Varicocele is an affection of male adolescence, and is practically limited to the left side. It does occur upon the right side, but with such extreme infrequency as to be regarded a curiosity when met with in that situation. Without entering into the anatomical details of the parts involved, the explanation of this phenomenon may be summarized as follows: (1) The left testicle hangs lower than the right, and the left cord is consequently placed at greater tension; (2) men habitually rest their weight more upon the left foot than the right; (3) the veins of the left side are larger, poorly supplied with valves, and empty at right angle into the left renal vein instead of, as upon the right side, at an acute angle into the ascending vena cava, and (4) it is possible that the position of the sigmoid flexure and rectum upon the left side have some causative significance in this connection.

The diagnosis of the condition is never in doubt, and as before observed the indication is operation. In the selection of a method of operation only two should be considered. A description of Keyes' timehonored method of subcutaneous silk ligature may be found in any work on surgery. This operation has been more extensively employed than any other, and has proven generally satisfactory. It has to recommend it, that it can be done without anesthesia, and requires no aftertreatment. But it also has its disadvantages, the most serious of which is the greater or less liability of recurrence.
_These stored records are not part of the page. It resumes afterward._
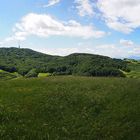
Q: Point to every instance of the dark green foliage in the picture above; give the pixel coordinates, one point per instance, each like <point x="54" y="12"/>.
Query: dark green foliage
<point x="70" y="108"/>
<point x="6" y="75"/>
<point x="31" y="73"/>
<point x="24" y="60"/>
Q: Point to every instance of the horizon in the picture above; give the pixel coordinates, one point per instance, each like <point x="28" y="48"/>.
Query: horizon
<point x="59" y="27"/>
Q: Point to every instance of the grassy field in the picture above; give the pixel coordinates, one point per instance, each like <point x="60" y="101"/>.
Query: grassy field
<point x="135" y="69"/>
<point x="70" y="108"/>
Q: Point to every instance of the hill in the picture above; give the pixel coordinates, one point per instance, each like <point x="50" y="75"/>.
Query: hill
<point x="134" y="66"/>
<point x="70" y="108"/>
<point x="26" y="60"/>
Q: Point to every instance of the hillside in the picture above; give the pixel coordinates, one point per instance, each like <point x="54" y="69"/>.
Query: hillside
<point x="70" y="108"/>
<point x="24" y="60"/>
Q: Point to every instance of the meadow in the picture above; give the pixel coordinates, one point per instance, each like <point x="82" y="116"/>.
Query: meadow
<point x="70" y="108"/>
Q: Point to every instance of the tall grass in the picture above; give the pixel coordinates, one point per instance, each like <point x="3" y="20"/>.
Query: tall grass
<point x="70" y="108"/>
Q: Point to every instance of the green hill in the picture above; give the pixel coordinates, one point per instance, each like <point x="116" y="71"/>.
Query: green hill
<point x="7" y="75"/>
<point x="70" y="108"/>
<point x="24" y="60"/>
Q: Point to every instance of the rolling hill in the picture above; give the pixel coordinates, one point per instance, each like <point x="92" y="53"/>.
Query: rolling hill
<point x="27" y="60"/>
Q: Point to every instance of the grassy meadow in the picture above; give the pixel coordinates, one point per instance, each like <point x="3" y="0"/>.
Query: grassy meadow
<point x="70" y="108"/>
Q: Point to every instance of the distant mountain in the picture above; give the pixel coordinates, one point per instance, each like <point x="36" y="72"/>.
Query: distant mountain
<point x="24" y="61"/>
<point x="135" y="57"/>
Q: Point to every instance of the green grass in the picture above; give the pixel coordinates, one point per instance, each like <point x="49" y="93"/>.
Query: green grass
<point x="70" y="108"/>
<point x="7" y="76"/>
<point x="44" y="74"/>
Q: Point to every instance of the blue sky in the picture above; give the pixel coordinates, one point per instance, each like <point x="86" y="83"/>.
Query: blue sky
<point x="61" y="27"/>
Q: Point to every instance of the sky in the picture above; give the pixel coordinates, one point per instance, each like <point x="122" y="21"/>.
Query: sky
<point x="62" y="27"/>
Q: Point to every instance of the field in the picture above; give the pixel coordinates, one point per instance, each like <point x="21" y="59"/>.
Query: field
<point x="70" y="108"/>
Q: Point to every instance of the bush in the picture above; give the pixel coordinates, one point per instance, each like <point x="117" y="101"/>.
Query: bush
<point x="31" y="73"/>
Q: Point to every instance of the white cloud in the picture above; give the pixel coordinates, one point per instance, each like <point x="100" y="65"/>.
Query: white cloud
<point x="121" y="15"/>
<point x="84" y="7"/>
<point x="43" y="25"/>
<point x="51" y="3"/>
<point x="127" y="43"/>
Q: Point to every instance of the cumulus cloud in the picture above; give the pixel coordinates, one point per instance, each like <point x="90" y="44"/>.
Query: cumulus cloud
<point x="127" y="43"/>
<point x="43" y="25"/>
<point x="51" y="3"/>
<point x="121" y="15"/>
<point x="84" y="7"/>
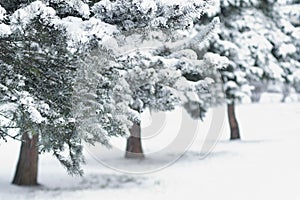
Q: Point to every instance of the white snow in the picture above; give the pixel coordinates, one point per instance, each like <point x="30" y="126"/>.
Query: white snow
<point x="264" y="165"/>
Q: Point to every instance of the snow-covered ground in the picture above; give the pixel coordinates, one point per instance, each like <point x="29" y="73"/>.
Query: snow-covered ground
<point x="264" y="165"/>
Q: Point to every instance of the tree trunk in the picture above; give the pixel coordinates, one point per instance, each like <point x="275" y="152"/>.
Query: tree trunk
<point x="134" y="144"/>
<point x="27" y="167"/>
<point x="234" y="126"/>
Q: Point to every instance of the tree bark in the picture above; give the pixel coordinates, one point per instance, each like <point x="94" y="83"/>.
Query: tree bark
<point x="234" y="126"/>
<point x="27" y="167"/>
<point x="134" y="144"/>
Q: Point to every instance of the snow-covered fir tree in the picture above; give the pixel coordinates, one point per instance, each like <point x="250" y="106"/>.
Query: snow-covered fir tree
<point x="68" y="76"/>
<point x="259" y="46"/>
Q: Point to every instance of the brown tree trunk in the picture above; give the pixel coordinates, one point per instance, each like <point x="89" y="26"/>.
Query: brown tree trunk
<point x="27" y="167"/>
<point x="134" y="144"/>
<point x="234" y="126"/>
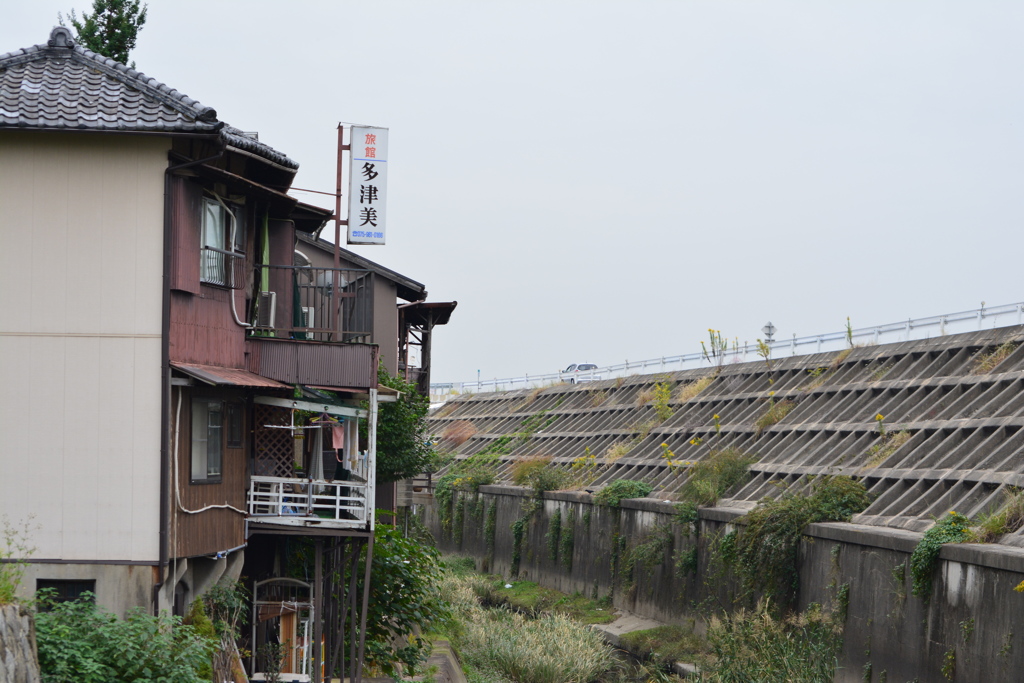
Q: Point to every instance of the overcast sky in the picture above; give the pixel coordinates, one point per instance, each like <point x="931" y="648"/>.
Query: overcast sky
<point x="596" y="181"/>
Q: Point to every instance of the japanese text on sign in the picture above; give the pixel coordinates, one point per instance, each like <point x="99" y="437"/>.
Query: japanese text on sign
<point x="368" y="185"/>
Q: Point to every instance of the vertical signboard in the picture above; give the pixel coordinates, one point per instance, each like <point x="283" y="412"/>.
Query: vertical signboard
<point x="368" y="185"/>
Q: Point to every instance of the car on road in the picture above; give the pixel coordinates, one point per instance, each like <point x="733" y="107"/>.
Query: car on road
<point x="579" y="373"/>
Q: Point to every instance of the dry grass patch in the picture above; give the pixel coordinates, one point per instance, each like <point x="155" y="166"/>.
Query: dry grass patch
<point x="456" y="434"/>
<point x="986" y="363"/>
<point x="691" y="390"/>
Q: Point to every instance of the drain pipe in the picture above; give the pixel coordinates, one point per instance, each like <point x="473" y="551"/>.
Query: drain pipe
<point x="165" y="379"/>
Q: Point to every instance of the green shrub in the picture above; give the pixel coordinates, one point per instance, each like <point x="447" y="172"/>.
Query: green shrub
<point x="538" y="473"/>
<point x="766" y="550"/>
<point x="82" y="643"/>
<point x="617" y="491"/>
<point x="665" y="644"/>
<point x="403" y="599"/>
<point x="715" y="475"/>
<point x="402" y="450"/>
<point x="951" y="528"/>
<point x="1007" y="519"/>
<point x="14" y="552"/>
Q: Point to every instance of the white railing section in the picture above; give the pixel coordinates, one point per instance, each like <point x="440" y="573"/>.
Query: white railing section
<point x="307" y="502"/>
<point x="911" y="329"/>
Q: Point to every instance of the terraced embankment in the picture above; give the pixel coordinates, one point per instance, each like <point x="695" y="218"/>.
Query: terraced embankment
<point x="929" y="427"/>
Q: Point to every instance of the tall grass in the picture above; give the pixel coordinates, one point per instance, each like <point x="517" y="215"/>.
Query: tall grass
<point x="506" y="645"/>
<point x="756" y="646"/>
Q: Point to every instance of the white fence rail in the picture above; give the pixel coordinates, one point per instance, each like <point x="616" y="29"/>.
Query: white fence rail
<point x="908" y="330"/>
<point x="301" y="502"/>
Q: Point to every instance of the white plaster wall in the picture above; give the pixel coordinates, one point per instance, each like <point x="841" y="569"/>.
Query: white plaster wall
<point x="81" y="243"/>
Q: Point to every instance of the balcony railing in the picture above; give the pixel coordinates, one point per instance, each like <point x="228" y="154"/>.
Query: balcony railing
<point x="222" y="267"/>
<point x="313" y="304"/>
<point x="307" y="502"/>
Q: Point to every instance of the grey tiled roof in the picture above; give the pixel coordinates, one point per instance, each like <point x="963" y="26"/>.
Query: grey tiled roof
<point x="60" y="85"/>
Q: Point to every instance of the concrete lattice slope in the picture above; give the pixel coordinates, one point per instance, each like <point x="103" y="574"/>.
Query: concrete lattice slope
<point x="963" y="418"/>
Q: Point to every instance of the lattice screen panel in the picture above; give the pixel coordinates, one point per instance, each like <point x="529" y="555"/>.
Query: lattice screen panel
<point x="274" y="446"/>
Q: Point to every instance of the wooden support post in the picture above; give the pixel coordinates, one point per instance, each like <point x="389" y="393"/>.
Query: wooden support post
<point x="366" y="606"/>
<point x="317" y="611"/>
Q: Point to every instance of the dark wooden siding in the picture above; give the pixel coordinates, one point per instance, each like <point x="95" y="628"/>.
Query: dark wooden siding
<point x="204" y="331"/>
<point x="282" y="252"/>
<point x="313" y="364"/>
<point x="213" y="530"/>
<point x="185" y="214"/>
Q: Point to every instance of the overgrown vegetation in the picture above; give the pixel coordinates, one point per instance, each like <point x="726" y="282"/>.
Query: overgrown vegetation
<point x="112" y="28"/>
<point x="647" y="554"/>
<point x="620" y="489"/>
<point x="80" y="642"/>
<point x="749" y="646"/>
<point x="404" y="600"/>
<point x="402" y="450"/>
<point x="690" y="391"/>
<point x="665" y="644"/>
<point x="506" y="645"/>
<point x="715" y="475"/>
<point x="766" y="550"/>
<point x="986" y="363"/>
<point x="539" y="473"/>
<point x="1007" y="519"/>
<point x="14" y="554"/>
<point x="951" y="528"/>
But the operation par excellence for this condition, and the one which I would recommend above all others, is the excision or open method operation, either with or without ablation of the scrotum, as the case may require. It is performed as follows: The vas deferens, having been carefully isolated, is held out of the way, and an incision an inch and a half to two inches in length is made, extending downward over the engorged veins from about a half inch below the external abdominal ring. Without disturbing the fascia which binds them together, a ligature of strong catgut is thrown around the entire bundle of veins which constitute the

pampiniform plexus and tightly tied at the upper end of the incision. The same procedure is gone through with at the lower end of the incision, leaving an interval of one or more inches, as the amount of elongation may indicate, between the ligatures. One end of each ligature is left long, and, the intervening section of the veins having been excised, the two ends are brought together, securely tied, and dropped back into the scrotum. The incision is then closed either with catgut or silk. Unless the scrotum is very redundant this completes the operation. Ablation of a portion of this structure, however, when necessary is quickly accomplished, and does not to any extent either complicate the operation or retard recovery. It is effected by picking up the scrotum in the line of the raphe from below, removing as much as may be indicated symmetrically from both sides, and closing with a continuous A scrotal clamp is a useful instrument for this purpose, but may be satisfactorily substituted by the handle of a long pair of scissors or dressing forceps having a French lock.

suture.

The chief advantage of this operation is that, if properly performed, it can not fail to effect a perfect cure. True, it requires anesthesia and a day or so in bed, but these are inconsiderable features in comparison with the perfection of the result secured. The explanation of this uniformly favorable result is briefly this: The veins of the pampiniform plexus are entirely obliterated and become converted into a strong fibrous cord, which serves as an additional support for the testis and renders a future varicosity in this situation an anatomical impossibility.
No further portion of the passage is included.